Pressures of perfection

Isabel+Sesin%2C+writer.+

Isabel Sesin, writer.

Whenever you hear the word “pressure,” you might think of two definitions; the science meaning or stress meaning. In this case, I’m talking about how stress and anxiety from others could result in students feeling pressure to be “perfect.”

In Barrington High School, us students are quite competitive. My friends and I, especially, because I’m the dumb friend and it doesn’t feel good. We all take honors/AP classes and compete to see who has better grades but then there’s me ending my semesters with B’s and low A’s. I know I’m not “dumb” but it sucks feeling that way around my closest friends.

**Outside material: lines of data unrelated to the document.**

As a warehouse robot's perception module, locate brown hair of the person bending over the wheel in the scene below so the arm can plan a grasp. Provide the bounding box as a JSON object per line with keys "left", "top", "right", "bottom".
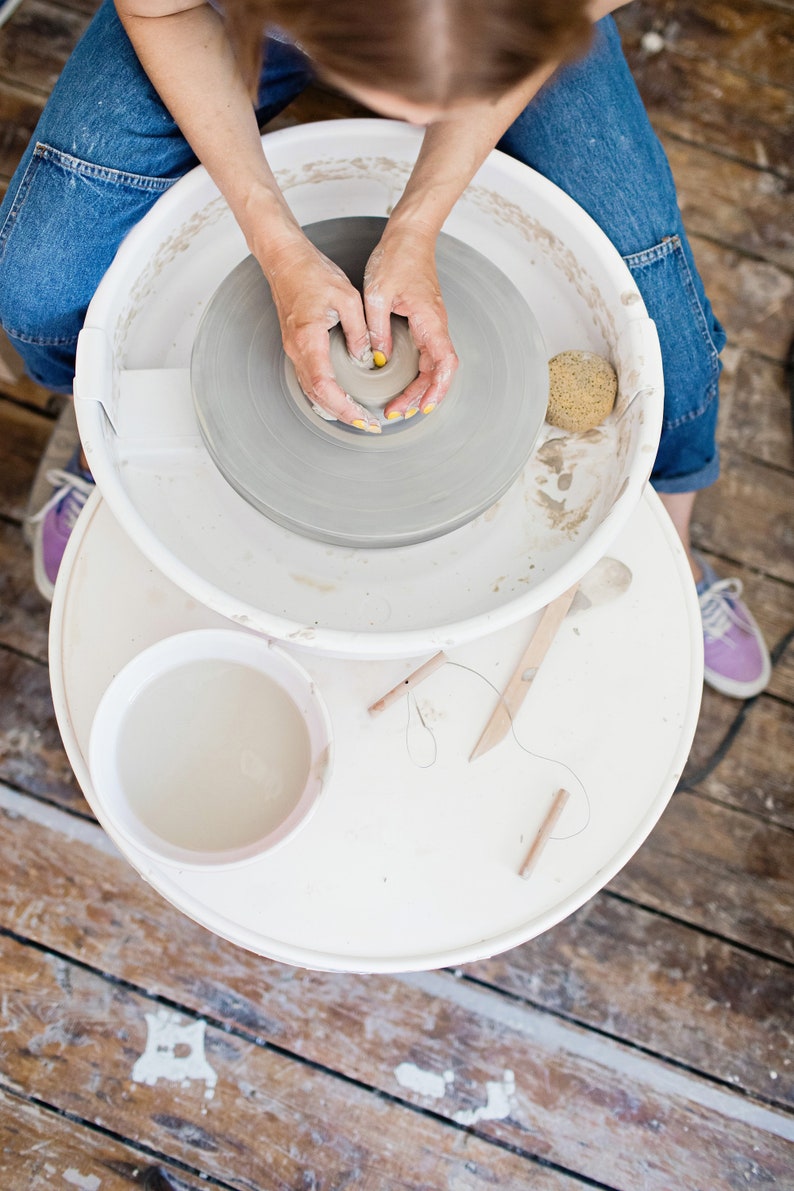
{"left": 225, "top": 0, "right": 592, "bottom": 106}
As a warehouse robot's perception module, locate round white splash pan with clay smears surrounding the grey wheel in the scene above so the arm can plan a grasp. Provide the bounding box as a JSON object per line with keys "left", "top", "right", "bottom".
{"left": 75, "top": 120, "right": 663, "bottom": 657}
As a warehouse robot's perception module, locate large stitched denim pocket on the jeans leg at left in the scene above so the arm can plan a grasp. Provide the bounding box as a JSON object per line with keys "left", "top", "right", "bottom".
{"left": 0, "top": 144, "right": 174, "bottom": 345}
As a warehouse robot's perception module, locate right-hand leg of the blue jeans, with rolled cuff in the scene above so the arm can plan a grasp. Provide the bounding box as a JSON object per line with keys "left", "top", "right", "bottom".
{"left": 501, "top": 18, "right": 725, "bottom": 492}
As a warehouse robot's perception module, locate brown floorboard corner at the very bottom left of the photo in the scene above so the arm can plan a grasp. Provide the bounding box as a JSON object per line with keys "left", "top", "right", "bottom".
{"left": 0, "top": 1091, "right": 208, "bottom": 1191}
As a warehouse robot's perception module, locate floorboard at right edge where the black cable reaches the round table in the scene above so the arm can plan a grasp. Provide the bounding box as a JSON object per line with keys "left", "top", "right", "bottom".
{"left": 683, "top": 690, "right": 794, "bottom": 829}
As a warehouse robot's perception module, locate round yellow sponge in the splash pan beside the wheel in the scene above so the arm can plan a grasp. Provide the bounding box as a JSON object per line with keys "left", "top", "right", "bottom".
{"left": 546, "top": 351, "right": 618, "bottom": 430}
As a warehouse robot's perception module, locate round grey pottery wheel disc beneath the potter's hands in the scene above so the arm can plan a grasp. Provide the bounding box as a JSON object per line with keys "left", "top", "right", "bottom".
{"left": 190, "top": 217, "right": 549, "bottom": 548}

At home, over FaceTime, my friends and I cry over the things that we have to do and how long everything takes. However, it’s always a little competition of its own because for whatever reason, we each want to have the most stress and pressure so that when we accomplish our work load, we can boast about doing more than the other person. It’s just not healthy.

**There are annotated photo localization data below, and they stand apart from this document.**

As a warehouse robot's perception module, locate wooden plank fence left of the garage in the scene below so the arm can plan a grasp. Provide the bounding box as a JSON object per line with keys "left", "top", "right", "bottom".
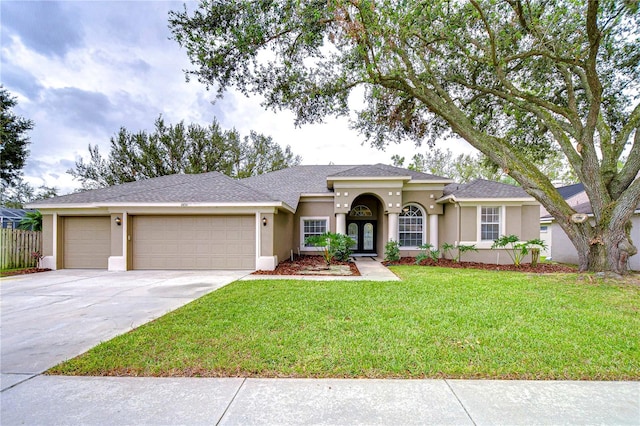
{"left": 0, "top": 228, "right": 42, "bottom": 269}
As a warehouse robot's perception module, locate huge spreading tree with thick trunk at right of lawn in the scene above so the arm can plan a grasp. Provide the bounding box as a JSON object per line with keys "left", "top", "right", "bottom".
{"left": 170, "top": 0, "right": 640, "bottom": 273}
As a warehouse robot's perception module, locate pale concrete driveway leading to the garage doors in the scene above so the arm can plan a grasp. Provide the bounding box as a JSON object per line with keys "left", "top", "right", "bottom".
{"left": 0, "top": 270, "right": 249, "bottom": 390}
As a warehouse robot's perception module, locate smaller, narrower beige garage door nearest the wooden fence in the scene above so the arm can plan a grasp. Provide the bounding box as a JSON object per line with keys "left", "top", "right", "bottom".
{"left": 63, "top": 217, "right": 111, "bottom": 269}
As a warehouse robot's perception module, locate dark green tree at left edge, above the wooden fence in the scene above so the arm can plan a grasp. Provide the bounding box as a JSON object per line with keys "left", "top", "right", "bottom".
{"left": 0, "top": 86, "right": 33, "bottom": 186}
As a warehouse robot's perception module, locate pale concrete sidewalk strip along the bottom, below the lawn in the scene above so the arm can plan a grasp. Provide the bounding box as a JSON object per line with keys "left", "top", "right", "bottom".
{"left": 1, "top": 376, "right": 640, "bottom": 425}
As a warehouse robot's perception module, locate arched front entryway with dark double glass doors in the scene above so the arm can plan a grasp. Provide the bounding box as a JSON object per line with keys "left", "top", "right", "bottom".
{"left": 346, "top": 194, "right": 384, "bottom": 255}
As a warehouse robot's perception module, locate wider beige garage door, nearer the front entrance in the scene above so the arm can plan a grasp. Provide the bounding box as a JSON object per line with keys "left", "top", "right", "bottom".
{"left": 132, "top": 216, "right": 256, "bottom": 269}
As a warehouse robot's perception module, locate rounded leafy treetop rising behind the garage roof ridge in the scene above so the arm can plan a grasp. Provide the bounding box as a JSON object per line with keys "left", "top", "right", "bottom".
{"left": 68, "top": 117, "right": 301, "bottom": 189}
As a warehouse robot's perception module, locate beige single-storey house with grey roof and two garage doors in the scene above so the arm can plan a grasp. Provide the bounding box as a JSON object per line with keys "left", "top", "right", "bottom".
{"left": 31, "top": 164, "right": 539, "bottom": 271}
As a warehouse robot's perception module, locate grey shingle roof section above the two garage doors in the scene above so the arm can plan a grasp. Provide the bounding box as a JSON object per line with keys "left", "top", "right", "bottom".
{"left": 31, "top": 172, "right": 278, "bottom": 207}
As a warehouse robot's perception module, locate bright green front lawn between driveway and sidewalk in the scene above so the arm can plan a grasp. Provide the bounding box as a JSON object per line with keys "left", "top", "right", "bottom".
{"left": 49, "top": 266, "right": 640, "bottom": 380}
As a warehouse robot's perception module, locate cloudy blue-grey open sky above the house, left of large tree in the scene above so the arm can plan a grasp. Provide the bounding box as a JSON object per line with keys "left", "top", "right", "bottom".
{"left": 0, "top": 0, "right": 473, "bottom": 195}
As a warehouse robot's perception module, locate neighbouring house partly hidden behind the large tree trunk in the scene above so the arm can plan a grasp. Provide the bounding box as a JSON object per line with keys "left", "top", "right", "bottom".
{"left": 540, "top": 190, "right": 640, "bottom": 271}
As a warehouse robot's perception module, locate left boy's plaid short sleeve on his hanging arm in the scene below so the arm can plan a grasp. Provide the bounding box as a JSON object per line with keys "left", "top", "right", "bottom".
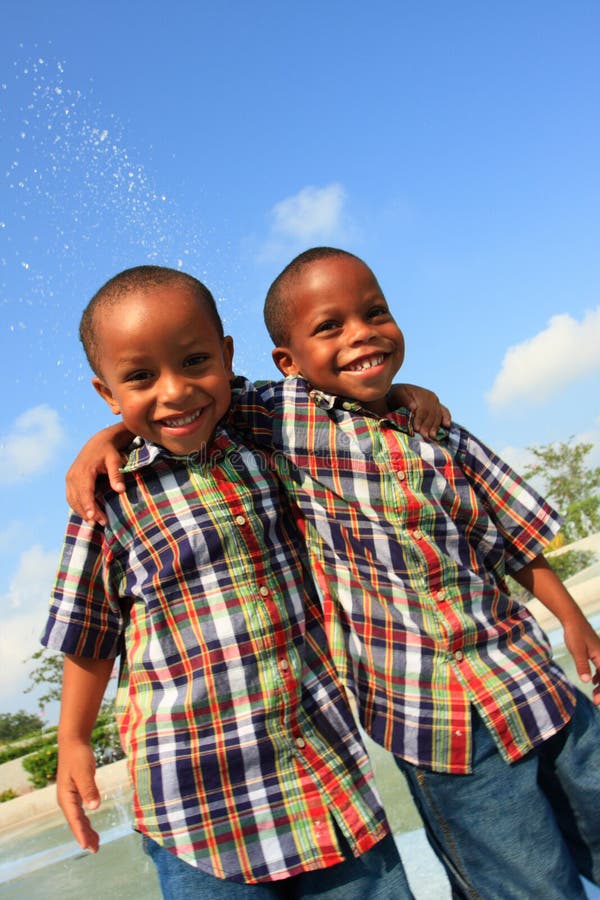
{"left": 41, "top": 513, "right": 124, "bottom": 659}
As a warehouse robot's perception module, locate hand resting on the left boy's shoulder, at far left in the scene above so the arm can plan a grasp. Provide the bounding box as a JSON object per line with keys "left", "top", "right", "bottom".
{"left": 66, "top": 423, "right": 133, "bottom": 525}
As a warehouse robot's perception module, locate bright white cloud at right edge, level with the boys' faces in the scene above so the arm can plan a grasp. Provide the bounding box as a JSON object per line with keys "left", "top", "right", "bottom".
{"left": 486, "top": 306, "right": 600, "bottom": 409}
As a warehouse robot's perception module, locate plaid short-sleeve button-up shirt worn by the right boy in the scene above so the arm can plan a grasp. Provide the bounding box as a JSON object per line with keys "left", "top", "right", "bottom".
{"left": 231, "top": 378, "right": 574, "bottom": 773}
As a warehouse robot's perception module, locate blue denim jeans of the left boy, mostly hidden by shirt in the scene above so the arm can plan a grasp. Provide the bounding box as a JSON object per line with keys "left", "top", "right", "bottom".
{"left": 143, "top": 835, "right": 413, "bottom": 900}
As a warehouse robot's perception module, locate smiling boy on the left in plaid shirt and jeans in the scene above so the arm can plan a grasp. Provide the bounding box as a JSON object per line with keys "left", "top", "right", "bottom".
{"left": 43, "top": 266, "right": 412, "bottom": 900}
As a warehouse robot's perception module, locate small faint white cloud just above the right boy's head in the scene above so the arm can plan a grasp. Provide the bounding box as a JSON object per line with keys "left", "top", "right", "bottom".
{"left": 261, "top": 183, "right": 346, "bottom": 258}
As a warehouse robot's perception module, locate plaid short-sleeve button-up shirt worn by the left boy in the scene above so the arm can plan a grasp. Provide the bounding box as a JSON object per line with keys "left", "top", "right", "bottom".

For some kids at school they would be ridiculed at home if they ended the semester with anything below a B and that’s just not okay!. In my household, we have a rule: if either my brother or I end up having below a B on our report cards, we get some sort of bad consequence for quite a long time. Whenever I get reminded of this, I cry because I feel so pressured to do the impossible.

My parents expect me to spend the six hours that I am home after school on homework and studying. My dad always says, “Come on, there’s gotta be something else to study or read.” I absolutely hate this phrase because it feels as though I have to spend my every waking moment on school and I don’t understand why some days I just can’t have a break from the seven hours that I spend at school. I mean, c’mon, no one wants that!

Sometimes I feel like the teachers conference and decide to assign ten projects each class in a certain week. Ever since high school started, I don’t think that I have had a week without at least one test or project due. I know I’m just a freshman, but in middle school I never had to do homework and now I probably have three hours of homework every night including a full Sunday. The pressure to finish all of these summatives on time as well as doing my best on them is one crazy task.

The statistic speaks for itself; I read all these posts on social media that say students spend more time on homework than they have in previous years.

According to Christina Veiga in her article about student pressure, “During the school year, teenagers report higher levels of stress than grownups… In fact, they may be just as anxious as the typical psychiatric patient of the 1950s, according to a study from 2000. And, if anything, the pressure has only gone up since.”

In one of my classes, we had a discussion about how much pressure kids feel and what we need to do to look good for colleges and our future. We also talked about how much is at stake if we don’t do good in school now at the age where we go through puberty and when we feel the weight of the world the most.

“We live in an increasingly competitive global world. Understandably, parents are reacting. Educators and politicians are, too. Everyone wants America’s kids to keep up.” This statement made by Sigal Sharf in their article, “Childhood Anxiety From Pressure At School,” is putting the identification of educational pressure into perspective.